Okay, so no romance writer worth her salt ever escapes this question. I certainly get my share of well-meaning friends and family suggesting ideas for 'real' books that I might write instead of romance. It is not uncommon for people to take a step back when I tell them that I want to write romance. They struggle to find the connection between a seemingly intelligent, engaged brain with a fantasy plot about an insignificant stage of life.


Rather than repeat myself for the rest of my life, I'm preparing this post to which I shall direct all future wrinkled brows.


I define a romance as a love story with a happy ending. Sometimes there are other elements: ghosts, vampires, danger, intrigue, mystery, food, fashion or erotic experimentation. At it's heart, it's two people falling in love and living happily every after. My characters are generally heterosexual, but I've read some great same-sex romances. So long as they're living happily ever after, I'm happy.


That's what I want from any story: a feeling of happy optimism at the end. I'm extra happy if two people fall in love along the way. Oh, the shame of being so superficial! Real books, important books, aren't so unrealistic. And love? There are more important things in people's lives than love.

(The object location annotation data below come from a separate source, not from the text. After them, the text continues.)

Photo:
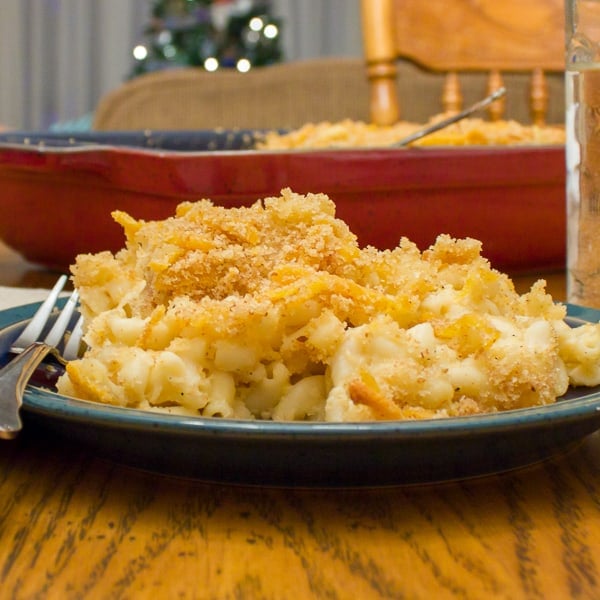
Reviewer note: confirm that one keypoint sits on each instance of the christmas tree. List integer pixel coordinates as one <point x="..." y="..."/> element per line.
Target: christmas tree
<point x="212" y="34"/>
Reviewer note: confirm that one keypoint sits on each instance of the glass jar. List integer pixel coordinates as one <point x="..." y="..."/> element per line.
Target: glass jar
<point x="582" y="121"/>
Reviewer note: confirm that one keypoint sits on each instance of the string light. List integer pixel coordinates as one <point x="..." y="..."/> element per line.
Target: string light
<point x="243" y="65"/>
<point x="211" y="64"/>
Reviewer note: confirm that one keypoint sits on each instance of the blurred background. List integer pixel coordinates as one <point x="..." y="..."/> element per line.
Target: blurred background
<point x="60" y="56"/>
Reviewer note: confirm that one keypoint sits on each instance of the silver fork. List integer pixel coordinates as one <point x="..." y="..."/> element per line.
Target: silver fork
<point x="30" y="351"/>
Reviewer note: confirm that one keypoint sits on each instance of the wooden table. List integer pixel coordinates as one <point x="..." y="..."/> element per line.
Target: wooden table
<point x="75" y="526"/>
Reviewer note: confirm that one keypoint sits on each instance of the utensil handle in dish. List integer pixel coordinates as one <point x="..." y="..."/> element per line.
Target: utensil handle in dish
<point x="417" y="135"/>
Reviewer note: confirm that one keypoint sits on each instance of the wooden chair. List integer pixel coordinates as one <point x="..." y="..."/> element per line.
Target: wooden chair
<point x="456" y="36"/>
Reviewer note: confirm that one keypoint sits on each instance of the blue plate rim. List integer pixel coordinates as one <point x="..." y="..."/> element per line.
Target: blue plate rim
<point x="44" y="402"/>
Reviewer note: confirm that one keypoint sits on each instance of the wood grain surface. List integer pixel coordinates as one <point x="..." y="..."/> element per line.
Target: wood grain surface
<point x="75" y="526"/>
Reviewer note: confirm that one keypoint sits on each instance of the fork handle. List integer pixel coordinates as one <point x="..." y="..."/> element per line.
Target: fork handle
<point x="13" y="379"/>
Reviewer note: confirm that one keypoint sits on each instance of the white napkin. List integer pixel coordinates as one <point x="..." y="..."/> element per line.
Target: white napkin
<point x="11" y="296"/>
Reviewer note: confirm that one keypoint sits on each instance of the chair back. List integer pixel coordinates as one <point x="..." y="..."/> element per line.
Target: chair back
<point x="455" y="36"/>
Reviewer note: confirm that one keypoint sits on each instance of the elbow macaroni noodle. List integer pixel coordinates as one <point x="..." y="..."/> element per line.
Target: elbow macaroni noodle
<point x="273" y="311"/>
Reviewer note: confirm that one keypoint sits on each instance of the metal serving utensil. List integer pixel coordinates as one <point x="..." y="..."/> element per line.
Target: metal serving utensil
<point x="421" y="133"/>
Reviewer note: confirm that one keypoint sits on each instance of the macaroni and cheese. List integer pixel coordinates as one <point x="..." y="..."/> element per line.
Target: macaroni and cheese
<point x="468" y="132"/>
<point x="273" y="311"/>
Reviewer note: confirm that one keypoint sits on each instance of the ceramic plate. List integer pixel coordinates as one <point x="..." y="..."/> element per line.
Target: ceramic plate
<point x="313" y="454"/>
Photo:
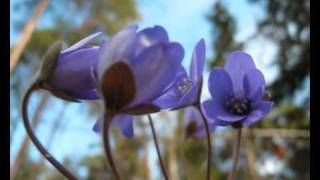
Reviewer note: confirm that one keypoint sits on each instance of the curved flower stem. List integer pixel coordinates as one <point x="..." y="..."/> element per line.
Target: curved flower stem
<point x="106" y="143"/>
<point x="236" y="154"/>
<point x="35" y="140"/>
<point x="205" y="122"/>
<point x="184" y="162"/>
<point x="157" y="148"/>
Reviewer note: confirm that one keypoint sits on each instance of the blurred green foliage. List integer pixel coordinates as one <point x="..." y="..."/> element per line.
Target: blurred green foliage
<point x="286" y="24"/>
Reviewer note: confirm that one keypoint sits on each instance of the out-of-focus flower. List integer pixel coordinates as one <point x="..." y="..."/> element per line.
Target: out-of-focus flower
<point x="72" y="74"/>
<point x="193" y="123"/>
<point x="187" y="89"/>
<point x="134" y="69"/>
<point x="237" y="91"/>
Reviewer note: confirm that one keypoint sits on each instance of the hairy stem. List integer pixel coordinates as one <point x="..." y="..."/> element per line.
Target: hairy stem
<point x="157" y="148"/>
<point x="236" y="154"/>
<point x="35" y="140"/>
<point x="205" y="122"/>
<point x="106" y="142"/>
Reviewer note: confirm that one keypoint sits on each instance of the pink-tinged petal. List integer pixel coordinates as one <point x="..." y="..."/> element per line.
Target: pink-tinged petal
<point x="237" y="65"/>
<point x="122" y="121"/>
<point x="81" y="43"/>
<point x="220" y="85"/>
<point x="197" y="61"/>
<point x="150" y="36"/>
<point x="214" y="110"/>
<point x="120" y="48"/>
<point x="87" y="95"/>
<point x="155" y="68"/>
<point x="263" y="108"/>
<point x="73" y="72"/>
<point x="254" y="82"/>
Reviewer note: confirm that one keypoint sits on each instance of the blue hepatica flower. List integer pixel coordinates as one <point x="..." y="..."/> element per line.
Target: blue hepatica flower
<point x="237" y="91"/>
<point x="186" y="93"/>
<point x="187" y="89"/>
<point x="134" y="69"/>
<point x="73" y="71"/>
<point x="193" y="123"/>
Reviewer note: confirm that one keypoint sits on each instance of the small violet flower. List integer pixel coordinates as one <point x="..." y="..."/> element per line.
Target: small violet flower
<point x="186" y="93"/>
<point x="133" y="70"/>
<point x="237" y="91"/>
<point x="186" y="90"/>
<point x="72" y="74"/>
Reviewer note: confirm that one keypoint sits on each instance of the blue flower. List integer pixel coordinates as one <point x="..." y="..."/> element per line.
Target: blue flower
<point x="237" y="91"/>
<point x="72" y="74"/>
<point x="186" y="90"/>
<point x="134" y="69"/>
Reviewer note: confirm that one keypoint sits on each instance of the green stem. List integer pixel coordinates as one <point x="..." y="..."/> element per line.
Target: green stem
<point x="106" y="142"/>
<point x="205" y="122"/>
<point x="236" y="154"/>
<point x="157" y="148"/>
<point x="35" y="140"/>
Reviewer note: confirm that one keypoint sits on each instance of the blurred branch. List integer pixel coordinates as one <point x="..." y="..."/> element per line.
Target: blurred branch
<point x="26" y="34"/>
<point x="25" y="144"/>
<point x="172" y="159"/>
<point x="269" y="133"/>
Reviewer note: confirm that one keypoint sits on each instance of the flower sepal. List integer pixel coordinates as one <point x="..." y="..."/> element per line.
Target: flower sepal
<point x="143" y="109"/>
<point x="58" y="93"/>
<point x="49" y="62"/>
<point x="46" y="70"/>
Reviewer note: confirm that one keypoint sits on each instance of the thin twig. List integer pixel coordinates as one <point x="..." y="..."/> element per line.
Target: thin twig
<point x="236" y="154"/>
<point x="157" y="148"/>
<point x="205" y="122"/>
<point x="26" y="34"/>
<point x="35" y="140"/>
<point x="106" y="142"/>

I'm not going to wax poetic about the virtues of love. I'm going to point out that practically everyone on the planet looks for it. As soon as a romantic relationship falls apart, we go looking for a new one. When we leave home for the first time, not many of us go looking for a new Mom or Dad, but when we break up with our boyfriend, plenty of us want a new romantic interest. The search for a loving pair bond is a universal experience.


I read once that good fiction is about universal experiences: birth, coming of age, courtship, parenting, war and death. I think there were seven stages, actually, but I can only remember five. Anyway, courtship is in there, but it gets the least respect, probably because you can manage to look like a hero in all other phases of life, but during courtship you make a fool of yourself every time.


Now, watch me appear very smart by quoting Italo Calvino. (I actually heard it first from Dustin Hoffman in Stranger Than Fiction):


"The ultimate meaning to which all stories refer has two faces: the continuity of life, the inevitability of death." (Calvino, Iown, 259)


Those two faces hark back to the pair of masks denoting that plays come in two sizes: tragedy and comedy. Shakespeare wrote tragic love stories (Romeo and Juliette) and comedic ones (Taming of the Shrew.) Romeo and Juliette appears to be about love, but really, isn't it about war and the inevitability of death?


I'm not saying stories about the inevitability of death lack value. For many people that type of story rings very true. For me, I take comfort in the continuity of life. I've been to the pit of hell and know death is inevitable. While everyone was waiting on their Golden Heart and Rita calls, I got a call to my seventh funeral in three years. I really don't need to spend my leisure time fixating on the fact that we're all going to die.


And yet, this is why scoffers find happy endings unrealistic. The fact is, we are all going to die. However, more or less universally, humans seek immortality in reproduction. How do we reproduce and ensure a piece of ourselves cheats death? By forming a pair bond--through courtship.


Maybe trying to tell courtship stories in a heroic way makes me a fool, but it still appeals to me. Plus I love the idea of having enough money to tour the Mediterranean on a private yacht, being catered to by obsequious servants. Hey, you only live once.